FIFA’s arguments in favor of synthetic turf relate to the material conditions and structures of the field — its durability, consistency and simple maintenance. The players emphasize the effect of the artificial turf on performance and their bodies: It is unsafe and can eliminate creativity in the game. These opposing arguments represent a significant, albeit subtle distinction that can prompt us to think about where value is being placed.
So often women feel lucky just to be given a team and a field to play on and compete. The inequality is so internalized that they rarely speak up and challenge accepted norms and standards. And when they do speak up, their voices are often discredited or silenced. For example, several years ago a women’s national team player (country to be left unidentified for the protection of the player) was cut from the roster for holding up a sign asking the national soccer federation to provide more support for the women’s game. Similarly, in the current turf case, some soccer authorities reportedly threatened players with suspension if they protested. Is it any wonder then that Canadian players, whose soccer federation doubles as the 2015 cup’s organizing committee, were not part of the discrimination suit?
In the United States, all federally funded educational programs are required by law to invest equally in men and women. While Title IX of the Education Amendments of 1972 created increased opportunities and access to participation for girls, it relegated them to second-best treatment. Schools increased the number of teams and resources for girls’ sports but did not give them the same value as boys’. This translated into girls’ softball teams walking past the boys’ baseball stadiums on their way to training, women’s soccer teams playing their games on the field without lights, women’s lacrosse teams playing their matches earlier in the day when no fans could attend. And the reality remains the same — more than 40 years after Congress passed the Title IX — at every level and everywhere. Girls and women are participating, but we are still not giving them equal benefits and treatment.

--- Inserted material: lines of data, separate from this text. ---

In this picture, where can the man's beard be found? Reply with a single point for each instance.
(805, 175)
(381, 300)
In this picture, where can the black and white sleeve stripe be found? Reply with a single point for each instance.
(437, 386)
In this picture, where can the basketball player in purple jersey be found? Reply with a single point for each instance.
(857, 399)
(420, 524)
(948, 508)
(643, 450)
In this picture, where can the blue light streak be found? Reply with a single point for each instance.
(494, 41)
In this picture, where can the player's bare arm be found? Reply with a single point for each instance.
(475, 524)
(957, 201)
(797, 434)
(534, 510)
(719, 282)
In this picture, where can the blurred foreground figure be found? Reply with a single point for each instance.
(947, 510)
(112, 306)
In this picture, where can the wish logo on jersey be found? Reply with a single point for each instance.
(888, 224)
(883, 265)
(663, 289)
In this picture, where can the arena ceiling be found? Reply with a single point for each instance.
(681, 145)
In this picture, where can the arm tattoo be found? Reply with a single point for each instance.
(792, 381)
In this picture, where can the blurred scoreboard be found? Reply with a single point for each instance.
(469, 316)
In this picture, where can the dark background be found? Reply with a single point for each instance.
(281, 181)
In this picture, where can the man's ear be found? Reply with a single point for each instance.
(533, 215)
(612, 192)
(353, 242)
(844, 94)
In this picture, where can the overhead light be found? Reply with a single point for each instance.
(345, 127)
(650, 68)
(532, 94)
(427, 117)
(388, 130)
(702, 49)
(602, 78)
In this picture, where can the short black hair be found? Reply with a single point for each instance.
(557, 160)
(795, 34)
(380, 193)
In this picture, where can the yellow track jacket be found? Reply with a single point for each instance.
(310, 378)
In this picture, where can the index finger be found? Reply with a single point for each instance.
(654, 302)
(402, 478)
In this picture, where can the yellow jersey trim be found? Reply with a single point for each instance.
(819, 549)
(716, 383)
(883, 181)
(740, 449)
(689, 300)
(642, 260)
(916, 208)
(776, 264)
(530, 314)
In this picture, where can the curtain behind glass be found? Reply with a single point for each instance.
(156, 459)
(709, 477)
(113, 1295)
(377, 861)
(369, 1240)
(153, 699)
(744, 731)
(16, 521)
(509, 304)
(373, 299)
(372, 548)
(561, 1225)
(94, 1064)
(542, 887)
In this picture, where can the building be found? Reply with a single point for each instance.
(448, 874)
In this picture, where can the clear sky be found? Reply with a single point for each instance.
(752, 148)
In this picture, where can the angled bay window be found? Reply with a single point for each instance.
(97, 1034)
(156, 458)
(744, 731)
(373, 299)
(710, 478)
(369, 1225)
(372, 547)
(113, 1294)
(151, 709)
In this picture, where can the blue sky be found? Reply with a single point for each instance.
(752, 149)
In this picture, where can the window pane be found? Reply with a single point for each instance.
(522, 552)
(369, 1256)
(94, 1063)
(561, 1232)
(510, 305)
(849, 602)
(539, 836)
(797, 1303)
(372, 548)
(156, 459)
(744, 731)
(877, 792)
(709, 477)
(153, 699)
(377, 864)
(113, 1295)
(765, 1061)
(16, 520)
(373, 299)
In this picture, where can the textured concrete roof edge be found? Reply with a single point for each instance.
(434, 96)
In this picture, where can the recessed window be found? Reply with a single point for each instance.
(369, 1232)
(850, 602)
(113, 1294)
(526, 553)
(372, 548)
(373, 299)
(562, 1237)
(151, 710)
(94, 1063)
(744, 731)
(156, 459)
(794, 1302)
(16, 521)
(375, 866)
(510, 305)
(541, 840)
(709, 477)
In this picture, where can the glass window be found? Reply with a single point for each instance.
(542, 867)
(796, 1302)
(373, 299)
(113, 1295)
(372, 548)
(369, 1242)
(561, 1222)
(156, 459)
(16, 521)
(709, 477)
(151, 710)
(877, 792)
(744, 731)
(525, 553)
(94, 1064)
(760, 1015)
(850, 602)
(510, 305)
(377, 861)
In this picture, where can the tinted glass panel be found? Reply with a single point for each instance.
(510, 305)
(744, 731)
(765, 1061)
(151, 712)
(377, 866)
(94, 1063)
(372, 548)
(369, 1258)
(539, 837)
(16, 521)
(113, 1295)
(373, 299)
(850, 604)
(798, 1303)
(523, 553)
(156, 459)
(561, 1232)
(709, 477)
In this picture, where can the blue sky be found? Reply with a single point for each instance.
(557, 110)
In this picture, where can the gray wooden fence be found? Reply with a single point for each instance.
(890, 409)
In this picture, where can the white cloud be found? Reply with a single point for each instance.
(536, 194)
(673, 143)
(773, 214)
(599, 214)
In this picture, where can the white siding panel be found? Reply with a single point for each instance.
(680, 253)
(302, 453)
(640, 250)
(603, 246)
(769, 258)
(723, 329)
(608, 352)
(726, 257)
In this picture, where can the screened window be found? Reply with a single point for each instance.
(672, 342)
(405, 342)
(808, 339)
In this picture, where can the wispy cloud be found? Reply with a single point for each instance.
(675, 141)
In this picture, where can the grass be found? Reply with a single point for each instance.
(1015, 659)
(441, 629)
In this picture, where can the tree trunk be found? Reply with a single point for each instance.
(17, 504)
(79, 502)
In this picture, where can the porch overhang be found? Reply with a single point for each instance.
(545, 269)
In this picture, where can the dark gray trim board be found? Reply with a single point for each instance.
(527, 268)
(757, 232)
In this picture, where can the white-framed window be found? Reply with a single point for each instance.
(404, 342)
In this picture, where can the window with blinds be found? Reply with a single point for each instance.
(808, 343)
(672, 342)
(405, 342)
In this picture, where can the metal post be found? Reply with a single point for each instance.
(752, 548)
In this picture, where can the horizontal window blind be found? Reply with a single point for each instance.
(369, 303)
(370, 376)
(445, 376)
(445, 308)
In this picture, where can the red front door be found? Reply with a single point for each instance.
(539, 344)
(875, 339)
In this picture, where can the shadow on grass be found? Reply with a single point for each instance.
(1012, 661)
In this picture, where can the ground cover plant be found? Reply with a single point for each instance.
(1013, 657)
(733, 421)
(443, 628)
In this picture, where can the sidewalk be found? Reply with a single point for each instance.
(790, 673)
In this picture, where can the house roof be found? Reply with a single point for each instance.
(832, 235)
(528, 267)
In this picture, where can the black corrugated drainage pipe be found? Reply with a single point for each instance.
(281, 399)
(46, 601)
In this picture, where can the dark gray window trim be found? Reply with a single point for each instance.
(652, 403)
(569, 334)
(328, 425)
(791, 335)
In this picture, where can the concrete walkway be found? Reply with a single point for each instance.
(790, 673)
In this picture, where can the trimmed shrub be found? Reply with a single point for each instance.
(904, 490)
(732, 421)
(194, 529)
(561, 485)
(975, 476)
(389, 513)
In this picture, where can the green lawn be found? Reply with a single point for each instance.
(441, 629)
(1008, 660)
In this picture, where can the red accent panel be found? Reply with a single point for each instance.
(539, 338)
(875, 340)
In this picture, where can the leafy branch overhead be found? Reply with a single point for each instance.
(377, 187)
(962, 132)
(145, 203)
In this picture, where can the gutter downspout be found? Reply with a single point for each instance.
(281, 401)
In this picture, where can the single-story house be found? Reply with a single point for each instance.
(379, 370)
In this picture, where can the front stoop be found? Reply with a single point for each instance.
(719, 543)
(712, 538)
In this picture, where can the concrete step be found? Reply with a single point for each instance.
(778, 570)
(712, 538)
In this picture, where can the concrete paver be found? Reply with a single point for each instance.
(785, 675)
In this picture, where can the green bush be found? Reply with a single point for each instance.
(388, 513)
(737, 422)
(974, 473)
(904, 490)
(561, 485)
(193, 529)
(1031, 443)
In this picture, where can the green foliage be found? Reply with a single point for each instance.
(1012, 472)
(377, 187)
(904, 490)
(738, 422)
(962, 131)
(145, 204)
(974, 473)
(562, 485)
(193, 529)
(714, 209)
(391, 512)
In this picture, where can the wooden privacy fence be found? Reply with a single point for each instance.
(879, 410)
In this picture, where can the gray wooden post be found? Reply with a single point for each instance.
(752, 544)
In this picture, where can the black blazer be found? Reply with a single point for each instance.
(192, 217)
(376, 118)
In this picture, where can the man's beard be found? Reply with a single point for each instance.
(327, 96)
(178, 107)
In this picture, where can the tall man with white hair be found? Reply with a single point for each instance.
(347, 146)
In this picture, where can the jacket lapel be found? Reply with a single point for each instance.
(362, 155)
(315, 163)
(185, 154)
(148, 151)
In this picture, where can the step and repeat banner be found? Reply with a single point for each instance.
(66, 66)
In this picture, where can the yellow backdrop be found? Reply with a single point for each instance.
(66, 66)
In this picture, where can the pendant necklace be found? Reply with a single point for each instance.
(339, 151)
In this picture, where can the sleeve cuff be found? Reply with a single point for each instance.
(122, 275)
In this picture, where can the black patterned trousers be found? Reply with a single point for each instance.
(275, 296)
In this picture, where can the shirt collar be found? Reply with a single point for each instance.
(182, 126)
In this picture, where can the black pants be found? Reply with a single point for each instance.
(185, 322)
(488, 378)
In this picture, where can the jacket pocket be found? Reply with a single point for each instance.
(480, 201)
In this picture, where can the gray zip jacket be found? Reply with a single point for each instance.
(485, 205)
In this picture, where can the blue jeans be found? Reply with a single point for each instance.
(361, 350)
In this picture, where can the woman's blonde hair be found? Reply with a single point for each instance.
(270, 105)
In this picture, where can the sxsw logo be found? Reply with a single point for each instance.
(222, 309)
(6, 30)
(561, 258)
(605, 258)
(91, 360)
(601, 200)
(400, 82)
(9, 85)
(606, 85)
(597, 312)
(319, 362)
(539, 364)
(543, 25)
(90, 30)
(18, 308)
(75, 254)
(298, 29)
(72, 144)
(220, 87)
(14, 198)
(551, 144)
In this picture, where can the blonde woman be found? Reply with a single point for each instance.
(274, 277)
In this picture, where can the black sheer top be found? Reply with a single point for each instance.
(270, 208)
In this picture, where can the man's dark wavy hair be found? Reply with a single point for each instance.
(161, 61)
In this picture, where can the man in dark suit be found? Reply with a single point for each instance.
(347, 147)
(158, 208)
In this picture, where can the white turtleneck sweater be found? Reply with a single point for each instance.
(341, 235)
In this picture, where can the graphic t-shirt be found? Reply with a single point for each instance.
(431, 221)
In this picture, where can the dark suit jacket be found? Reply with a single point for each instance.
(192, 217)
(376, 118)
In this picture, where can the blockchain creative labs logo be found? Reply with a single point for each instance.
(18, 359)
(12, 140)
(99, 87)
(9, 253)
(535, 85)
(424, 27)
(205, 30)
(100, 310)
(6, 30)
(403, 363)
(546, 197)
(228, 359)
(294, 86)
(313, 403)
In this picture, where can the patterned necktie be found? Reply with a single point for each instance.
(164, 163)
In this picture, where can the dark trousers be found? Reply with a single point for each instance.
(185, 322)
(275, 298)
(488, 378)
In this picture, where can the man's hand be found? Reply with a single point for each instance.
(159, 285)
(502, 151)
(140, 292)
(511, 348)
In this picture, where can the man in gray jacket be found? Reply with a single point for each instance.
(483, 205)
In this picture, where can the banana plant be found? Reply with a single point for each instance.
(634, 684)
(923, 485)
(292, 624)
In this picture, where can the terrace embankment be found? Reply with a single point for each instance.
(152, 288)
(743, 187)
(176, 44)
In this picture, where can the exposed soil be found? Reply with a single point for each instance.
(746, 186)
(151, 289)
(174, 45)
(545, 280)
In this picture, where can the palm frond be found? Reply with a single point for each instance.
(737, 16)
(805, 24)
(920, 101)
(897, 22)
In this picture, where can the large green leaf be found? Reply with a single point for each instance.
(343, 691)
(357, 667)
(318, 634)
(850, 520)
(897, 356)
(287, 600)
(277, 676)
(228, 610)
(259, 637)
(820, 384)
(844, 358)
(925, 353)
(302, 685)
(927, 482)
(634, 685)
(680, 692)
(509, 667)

FIFA’s decision to use synthetic turf reflects this deeply rooted dynamic on a global scale. The courageous players who challenged the degrading decision, including my former teammate Carli Lloyd of Team USA, could not do it alone. They were obliged to give up their legal case to focus on the preparation for the game. But we have the opportunity to pick up where they left off and ensure that this remains a visible and relevant issue.
We may not see grass pitches installed at Canada 2015, but we cannot join Canada Soccer’s President Victor Montagliani in being “pleased to be moving beyond this discussion.” The conversation must continue during the cup and well beyond the tournament’s July 6 final. And the debate should not be confined to the sports pages in newspapers. FIFA’s turf decision affects society as a whole and reflects deeper values that rarely surface but whose roots extend far beyond the perimeter of the field. Accepting that women should play on substandard fields is the same as accepting a gender pay gap. The turf issue is not petty sports debate. It is about real rights.